I continued, “I’ve only been here a few months, and I don’t know how long I will be here. My work contract is temporary, keeping a car in the city costs several hundred a month in parking and other expenses. A bicycle is faster for distances under ten miles. Owning a car is not a priority. “
“I still think you should get one. It is not that hard. “
“I’ll be happy to drive for a couple of hours when we get to a quiet stretch of road, but I haven’t driven a car for years, and doing it now in heavy traffic with a foreign car and unfamiliar road signs is a bad idea,” I said.
She was silent.
I gave up. There are certain kinds of people with whom it is futile to argue: religious nuts, the insane, drunks, people who insist that they are always right, and after today, French Women. She had surprised me just when I had started to trust her. She was pushy and aggressive. I was pretty sure I knew why she was single at the age of 50.
The drive was six hours. I did offer to drive. There was a safe stretch of highway for me to drive, a couple of hours through a sparsely populated area with little traffic where there are no traffic cops on the highways France who do ID checks on foreigners driving for a while to relieve their companion. She refused to let me.

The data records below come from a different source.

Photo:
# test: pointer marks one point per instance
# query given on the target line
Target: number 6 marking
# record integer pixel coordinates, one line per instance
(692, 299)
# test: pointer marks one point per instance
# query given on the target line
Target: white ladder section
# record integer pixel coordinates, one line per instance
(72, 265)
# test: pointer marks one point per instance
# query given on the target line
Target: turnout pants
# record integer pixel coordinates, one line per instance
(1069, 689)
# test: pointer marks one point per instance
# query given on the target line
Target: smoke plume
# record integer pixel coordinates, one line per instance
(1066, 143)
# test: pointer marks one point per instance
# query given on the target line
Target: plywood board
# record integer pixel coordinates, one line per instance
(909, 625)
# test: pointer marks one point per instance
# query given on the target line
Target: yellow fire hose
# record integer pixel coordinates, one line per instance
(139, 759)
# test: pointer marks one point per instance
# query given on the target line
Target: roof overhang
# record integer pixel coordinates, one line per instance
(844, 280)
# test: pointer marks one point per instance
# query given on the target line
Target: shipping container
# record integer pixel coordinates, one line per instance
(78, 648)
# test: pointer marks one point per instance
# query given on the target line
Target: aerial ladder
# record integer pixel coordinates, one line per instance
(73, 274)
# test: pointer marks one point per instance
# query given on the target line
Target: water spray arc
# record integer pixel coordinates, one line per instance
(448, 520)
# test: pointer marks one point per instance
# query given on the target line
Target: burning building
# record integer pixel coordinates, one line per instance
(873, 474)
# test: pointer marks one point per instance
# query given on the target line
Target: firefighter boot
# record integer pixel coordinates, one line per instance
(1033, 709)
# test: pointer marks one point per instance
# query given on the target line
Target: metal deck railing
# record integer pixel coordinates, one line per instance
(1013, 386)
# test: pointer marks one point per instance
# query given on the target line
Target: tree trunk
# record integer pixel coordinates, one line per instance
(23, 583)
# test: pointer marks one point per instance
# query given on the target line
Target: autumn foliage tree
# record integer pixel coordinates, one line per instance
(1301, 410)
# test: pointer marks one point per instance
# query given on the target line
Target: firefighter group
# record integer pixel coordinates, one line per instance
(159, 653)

She drove the entire way, and the highway took us through a valley surrounded by 10,000 foot mountains. She wouldn’t let me drive when I asked two hours later. We talked much of the time.
The ski resort was another hour away, and I wondered if she would make any more revelations before we got there. Whatever she might say didn’t matter. I realised had no romantic feelings for her. That was out of the question. What she expected from me and how all that was dealt with is another chapter.
For the last segment of the drive, we climbed through a quick series of Alpine valleys. The town where we would stay, Huez, is a village built on the foot of the mountain Alp d’Huez. It was dark, and the full moon lit up the snowy landscape.